Let’s be clear: this woman is a PhD candidate, and she’s basing her whole artistic practice and research methodology on dicking around in Second Life. I like playing video games, but I don’t think I should be awarded a PhD because of it, even though I’m really good at them. Playing Grand Theft Auto or kicking some obnoxious American kid’s arse in the online multiplayer of Call of Duty are not art works. The artist Joseph Delappe (among others) actually does carry out interesting, thoughtful and provocative interventions in these kinds of game spaces, so it’s definitely possible. Other artists (and many enthusiasts who don’t presume to call themselves artists) have done intellectually rigorous mods, appropriations, adaptations or subversions of video games and multi-user online spaces. But as for this one, if she’s dedicated her life to being an idler and not actually doing any proper work then good on her because she’s hit the jackpot. If not, she needs to get a First Life because her work and her rhetoric are weak.

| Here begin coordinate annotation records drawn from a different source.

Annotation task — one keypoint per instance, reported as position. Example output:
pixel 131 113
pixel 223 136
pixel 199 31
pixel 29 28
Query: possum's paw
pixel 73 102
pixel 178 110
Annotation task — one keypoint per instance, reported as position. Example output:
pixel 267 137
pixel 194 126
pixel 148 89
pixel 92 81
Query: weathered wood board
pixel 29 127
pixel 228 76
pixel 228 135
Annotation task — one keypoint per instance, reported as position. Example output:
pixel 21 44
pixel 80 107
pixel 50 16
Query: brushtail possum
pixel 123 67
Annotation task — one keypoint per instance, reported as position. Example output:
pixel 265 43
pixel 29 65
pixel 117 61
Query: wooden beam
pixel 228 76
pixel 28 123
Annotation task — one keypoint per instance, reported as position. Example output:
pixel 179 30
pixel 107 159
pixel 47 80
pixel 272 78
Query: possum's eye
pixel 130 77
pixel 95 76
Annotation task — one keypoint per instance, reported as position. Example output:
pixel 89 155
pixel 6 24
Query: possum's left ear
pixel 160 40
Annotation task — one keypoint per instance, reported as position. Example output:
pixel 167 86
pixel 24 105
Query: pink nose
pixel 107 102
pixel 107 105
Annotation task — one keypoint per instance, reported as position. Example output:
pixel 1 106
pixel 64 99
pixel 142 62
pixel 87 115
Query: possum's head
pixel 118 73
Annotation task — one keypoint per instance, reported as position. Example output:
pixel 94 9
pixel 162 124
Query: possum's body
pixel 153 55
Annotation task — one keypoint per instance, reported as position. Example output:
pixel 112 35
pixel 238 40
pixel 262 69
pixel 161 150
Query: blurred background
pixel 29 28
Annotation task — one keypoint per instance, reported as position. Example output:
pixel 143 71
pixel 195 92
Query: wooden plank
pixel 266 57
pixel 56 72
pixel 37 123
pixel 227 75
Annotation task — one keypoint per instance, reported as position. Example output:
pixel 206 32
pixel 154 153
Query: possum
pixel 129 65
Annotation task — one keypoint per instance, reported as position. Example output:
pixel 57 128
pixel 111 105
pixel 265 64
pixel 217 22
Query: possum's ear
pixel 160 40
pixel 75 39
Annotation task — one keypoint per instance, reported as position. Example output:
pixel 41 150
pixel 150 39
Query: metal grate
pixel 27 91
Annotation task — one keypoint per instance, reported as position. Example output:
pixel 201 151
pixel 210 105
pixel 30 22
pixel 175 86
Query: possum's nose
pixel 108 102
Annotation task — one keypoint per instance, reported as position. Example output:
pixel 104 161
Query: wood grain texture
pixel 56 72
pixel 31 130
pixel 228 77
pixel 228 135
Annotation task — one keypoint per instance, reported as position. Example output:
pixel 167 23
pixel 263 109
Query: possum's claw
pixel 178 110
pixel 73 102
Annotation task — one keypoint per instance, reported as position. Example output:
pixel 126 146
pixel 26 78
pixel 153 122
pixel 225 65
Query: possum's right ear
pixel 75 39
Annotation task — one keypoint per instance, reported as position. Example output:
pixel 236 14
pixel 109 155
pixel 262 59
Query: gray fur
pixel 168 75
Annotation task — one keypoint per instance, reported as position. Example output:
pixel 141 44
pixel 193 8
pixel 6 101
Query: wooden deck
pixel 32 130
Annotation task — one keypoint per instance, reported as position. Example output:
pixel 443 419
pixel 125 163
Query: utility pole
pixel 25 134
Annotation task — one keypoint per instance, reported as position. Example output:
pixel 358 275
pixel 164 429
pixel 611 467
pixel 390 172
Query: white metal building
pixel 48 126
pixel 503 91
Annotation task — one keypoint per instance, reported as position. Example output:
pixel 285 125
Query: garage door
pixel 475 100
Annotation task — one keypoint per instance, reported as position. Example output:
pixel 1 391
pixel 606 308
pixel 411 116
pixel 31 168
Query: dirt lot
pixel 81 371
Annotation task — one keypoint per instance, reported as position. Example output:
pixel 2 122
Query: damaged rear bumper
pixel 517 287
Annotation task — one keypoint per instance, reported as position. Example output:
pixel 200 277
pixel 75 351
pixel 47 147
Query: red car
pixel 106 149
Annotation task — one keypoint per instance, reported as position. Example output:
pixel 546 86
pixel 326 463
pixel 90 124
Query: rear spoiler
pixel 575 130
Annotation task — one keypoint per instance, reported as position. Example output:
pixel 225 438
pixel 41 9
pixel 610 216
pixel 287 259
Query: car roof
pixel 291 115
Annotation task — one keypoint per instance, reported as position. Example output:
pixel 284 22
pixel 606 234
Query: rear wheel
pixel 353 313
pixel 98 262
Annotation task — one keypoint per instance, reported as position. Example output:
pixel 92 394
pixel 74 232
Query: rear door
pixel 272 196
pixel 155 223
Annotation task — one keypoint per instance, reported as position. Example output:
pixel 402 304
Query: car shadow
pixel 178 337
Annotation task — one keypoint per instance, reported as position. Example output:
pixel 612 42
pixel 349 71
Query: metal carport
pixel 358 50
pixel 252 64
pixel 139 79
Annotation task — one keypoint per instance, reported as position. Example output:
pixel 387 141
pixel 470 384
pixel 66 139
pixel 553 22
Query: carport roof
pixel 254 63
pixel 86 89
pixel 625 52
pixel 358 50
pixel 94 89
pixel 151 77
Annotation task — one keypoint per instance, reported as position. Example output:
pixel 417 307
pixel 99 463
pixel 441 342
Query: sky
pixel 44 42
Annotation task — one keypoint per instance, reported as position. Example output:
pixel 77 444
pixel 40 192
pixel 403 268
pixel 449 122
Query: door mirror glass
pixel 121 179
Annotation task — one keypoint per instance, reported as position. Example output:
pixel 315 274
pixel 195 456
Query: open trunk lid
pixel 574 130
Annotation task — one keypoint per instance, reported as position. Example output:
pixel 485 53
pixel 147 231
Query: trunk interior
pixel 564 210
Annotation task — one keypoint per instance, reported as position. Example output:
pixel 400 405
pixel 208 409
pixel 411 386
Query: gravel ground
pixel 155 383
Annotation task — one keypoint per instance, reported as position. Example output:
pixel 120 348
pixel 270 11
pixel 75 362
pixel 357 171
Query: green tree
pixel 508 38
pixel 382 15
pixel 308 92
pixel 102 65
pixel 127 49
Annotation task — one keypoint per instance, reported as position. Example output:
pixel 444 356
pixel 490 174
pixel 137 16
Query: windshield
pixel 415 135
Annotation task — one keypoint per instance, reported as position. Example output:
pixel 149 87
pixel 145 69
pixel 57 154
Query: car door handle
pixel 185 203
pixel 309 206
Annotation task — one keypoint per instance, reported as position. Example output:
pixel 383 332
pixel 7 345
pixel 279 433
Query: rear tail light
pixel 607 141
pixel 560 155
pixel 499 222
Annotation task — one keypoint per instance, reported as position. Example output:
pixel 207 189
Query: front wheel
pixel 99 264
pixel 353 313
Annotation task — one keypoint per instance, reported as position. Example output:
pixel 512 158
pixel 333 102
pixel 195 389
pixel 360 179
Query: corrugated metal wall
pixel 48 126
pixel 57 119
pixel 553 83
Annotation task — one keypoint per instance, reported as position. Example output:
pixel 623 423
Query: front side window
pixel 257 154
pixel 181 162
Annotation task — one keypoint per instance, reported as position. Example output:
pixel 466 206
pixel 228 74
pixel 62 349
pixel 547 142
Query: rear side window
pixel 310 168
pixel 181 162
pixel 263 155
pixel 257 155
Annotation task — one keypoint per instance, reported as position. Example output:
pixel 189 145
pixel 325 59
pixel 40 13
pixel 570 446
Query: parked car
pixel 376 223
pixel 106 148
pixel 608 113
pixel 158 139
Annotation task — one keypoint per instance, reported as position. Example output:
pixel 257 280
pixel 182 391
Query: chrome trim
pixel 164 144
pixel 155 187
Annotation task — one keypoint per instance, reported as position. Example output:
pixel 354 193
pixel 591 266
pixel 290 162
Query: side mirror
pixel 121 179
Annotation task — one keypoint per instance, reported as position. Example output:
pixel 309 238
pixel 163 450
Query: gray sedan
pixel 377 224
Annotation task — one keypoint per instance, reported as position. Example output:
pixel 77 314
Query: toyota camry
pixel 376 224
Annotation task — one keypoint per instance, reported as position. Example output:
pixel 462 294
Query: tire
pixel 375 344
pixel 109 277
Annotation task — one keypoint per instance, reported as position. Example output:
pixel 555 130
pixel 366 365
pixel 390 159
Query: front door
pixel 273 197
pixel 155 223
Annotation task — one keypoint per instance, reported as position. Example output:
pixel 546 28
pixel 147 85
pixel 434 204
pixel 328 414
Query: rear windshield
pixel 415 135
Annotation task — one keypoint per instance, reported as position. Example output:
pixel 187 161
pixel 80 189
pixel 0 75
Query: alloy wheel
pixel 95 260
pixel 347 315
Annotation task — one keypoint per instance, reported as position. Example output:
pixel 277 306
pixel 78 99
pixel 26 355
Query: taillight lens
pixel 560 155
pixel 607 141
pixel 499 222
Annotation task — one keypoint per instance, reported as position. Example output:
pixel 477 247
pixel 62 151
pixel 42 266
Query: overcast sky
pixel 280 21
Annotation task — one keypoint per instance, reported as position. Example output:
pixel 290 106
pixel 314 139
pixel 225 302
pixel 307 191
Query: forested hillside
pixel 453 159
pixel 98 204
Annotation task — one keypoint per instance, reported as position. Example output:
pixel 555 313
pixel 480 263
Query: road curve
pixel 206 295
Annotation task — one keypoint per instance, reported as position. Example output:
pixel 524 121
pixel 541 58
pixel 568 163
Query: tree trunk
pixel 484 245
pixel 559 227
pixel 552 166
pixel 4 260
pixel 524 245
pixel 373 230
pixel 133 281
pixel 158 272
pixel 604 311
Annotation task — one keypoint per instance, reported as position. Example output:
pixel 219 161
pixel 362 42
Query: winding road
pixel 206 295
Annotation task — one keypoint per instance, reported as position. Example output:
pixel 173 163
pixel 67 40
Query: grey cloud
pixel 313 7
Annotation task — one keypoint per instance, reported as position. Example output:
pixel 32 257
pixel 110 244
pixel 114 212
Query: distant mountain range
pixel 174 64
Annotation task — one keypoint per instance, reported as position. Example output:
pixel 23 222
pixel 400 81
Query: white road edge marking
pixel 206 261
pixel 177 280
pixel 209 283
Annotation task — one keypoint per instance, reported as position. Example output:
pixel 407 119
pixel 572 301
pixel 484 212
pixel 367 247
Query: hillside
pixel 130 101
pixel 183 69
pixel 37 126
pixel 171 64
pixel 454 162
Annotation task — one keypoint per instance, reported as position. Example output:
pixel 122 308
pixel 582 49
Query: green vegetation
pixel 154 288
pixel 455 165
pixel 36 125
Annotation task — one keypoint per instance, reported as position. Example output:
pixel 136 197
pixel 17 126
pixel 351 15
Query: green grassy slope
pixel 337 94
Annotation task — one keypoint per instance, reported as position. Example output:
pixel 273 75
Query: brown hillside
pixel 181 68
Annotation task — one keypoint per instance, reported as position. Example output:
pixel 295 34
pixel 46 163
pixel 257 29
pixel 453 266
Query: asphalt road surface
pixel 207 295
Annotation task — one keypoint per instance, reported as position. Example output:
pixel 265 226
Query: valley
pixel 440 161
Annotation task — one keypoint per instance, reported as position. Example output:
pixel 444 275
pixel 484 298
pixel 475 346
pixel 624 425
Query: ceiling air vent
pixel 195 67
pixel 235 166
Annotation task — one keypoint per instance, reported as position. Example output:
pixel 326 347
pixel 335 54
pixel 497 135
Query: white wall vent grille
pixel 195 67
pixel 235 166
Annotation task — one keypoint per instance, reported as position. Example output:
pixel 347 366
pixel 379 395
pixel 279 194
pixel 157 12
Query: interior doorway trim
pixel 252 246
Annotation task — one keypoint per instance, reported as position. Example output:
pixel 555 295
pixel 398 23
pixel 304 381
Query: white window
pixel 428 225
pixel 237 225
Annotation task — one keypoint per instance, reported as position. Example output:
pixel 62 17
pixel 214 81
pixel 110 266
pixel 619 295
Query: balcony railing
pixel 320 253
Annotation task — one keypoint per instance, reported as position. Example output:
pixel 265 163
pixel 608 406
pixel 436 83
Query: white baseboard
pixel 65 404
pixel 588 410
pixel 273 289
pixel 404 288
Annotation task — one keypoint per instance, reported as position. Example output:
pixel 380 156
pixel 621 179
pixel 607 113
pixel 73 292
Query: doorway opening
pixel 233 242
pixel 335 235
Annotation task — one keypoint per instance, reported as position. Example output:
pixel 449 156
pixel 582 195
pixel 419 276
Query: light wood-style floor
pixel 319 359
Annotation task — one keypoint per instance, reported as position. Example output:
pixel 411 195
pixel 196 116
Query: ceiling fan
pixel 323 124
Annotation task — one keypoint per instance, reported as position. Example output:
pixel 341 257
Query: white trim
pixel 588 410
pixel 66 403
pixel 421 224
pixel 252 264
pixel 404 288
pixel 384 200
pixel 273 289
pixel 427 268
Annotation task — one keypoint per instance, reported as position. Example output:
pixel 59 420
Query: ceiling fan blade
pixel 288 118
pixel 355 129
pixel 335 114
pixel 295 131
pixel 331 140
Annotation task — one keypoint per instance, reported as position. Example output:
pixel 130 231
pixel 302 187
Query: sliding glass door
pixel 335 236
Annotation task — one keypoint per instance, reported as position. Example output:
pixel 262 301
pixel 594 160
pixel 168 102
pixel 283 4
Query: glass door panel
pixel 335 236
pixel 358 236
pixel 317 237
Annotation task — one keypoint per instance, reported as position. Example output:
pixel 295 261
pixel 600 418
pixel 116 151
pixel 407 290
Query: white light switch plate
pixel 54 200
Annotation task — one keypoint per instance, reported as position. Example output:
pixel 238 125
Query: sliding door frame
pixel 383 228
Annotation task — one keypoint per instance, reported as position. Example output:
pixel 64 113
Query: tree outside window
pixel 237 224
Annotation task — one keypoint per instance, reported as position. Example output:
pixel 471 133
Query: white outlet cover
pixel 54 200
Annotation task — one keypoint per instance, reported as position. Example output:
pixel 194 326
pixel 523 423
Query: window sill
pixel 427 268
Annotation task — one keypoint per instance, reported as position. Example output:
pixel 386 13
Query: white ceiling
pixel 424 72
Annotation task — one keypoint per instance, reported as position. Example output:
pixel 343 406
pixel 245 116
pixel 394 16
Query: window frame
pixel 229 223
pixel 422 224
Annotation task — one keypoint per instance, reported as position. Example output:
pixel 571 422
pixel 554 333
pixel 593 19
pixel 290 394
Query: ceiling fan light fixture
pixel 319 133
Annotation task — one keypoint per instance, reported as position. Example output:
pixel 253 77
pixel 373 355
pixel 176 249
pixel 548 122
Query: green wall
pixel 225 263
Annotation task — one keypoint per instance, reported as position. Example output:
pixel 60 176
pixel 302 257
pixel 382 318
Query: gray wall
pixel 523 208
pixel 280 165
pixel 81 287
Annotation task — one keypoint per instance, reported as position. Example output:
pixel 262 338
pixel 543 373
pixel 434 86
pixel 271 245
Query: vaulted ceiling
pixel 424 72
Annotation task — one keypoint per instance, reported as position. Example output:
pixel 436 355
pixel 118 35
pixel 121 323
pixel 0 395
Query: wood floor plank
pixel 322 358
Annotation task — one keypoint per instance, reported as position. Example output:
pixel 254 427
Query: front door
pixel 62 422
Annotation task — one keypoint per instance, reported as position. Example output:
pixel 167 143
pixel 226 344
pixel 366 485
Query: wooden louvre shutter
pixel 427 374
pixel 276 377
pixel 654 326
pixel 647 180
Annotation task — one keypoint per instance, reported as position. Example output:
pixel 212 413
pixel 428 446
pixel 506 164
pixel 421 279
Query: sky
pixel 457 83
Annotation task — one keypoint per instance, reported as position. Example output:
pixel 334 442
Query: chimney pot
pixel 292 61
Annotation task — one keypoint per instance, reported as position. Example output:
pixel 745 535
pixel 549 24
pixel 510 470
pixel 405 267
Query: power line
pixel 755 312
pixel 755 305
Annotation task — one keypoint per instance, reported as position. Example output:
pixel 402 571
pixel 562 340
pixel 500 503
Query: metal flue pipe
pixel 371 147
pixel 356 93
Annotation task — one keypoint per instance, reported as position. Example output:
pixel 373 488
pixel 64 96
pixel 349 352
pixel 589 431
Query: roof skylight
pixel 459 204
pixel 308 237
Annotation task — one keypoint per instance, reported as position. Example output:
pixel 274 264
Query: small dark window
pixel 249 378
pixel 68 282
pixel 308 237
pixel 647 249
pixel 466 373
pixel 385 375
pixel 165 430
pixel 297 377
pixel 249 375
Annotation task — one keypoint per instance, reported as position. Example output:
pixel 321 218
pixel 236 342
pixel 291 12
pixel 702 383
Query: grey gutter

Perhaps I should “disregard the conventional way of viewing”? How does one do that? Is it like in ‘Beetlejuice’ when Geena Davis pops her eyes out of their sockets and wears them on the ends of her fingers? Because that would be cool. How does one “face all of what can be seen and unseen”? Surely one would need an infinite number of sensory organs to do such a thing, not to mention the development of sensory and cognitive apparatus hitherto unknown to humans? How does one face “what can be unseen”? If I thought this was some kind of provocation to syllogistic reasoning, like a Zen koan or something, then I might give her some slack. Unfortunately no, sorry, this is just somebody talking absolute bollocks in an environment where she apparently never gets called out and criticised for it. Go to Umeå University in Sweden, everybody, if you want an easy PhD for what is dismissed as “wasting time online when you should be working” everywhere else.
After checking out her blog, at least it appears that her aim to not “produce work of art” has entirely succeeded so I suppose we should congratulate her on that. Or perhaps she’d prefer to meet up with us all in Second Life and engage in a perfunctory sex animation cycle with our bright blue, mega-breasted and jerky elf avatars like it’s 1999 or something.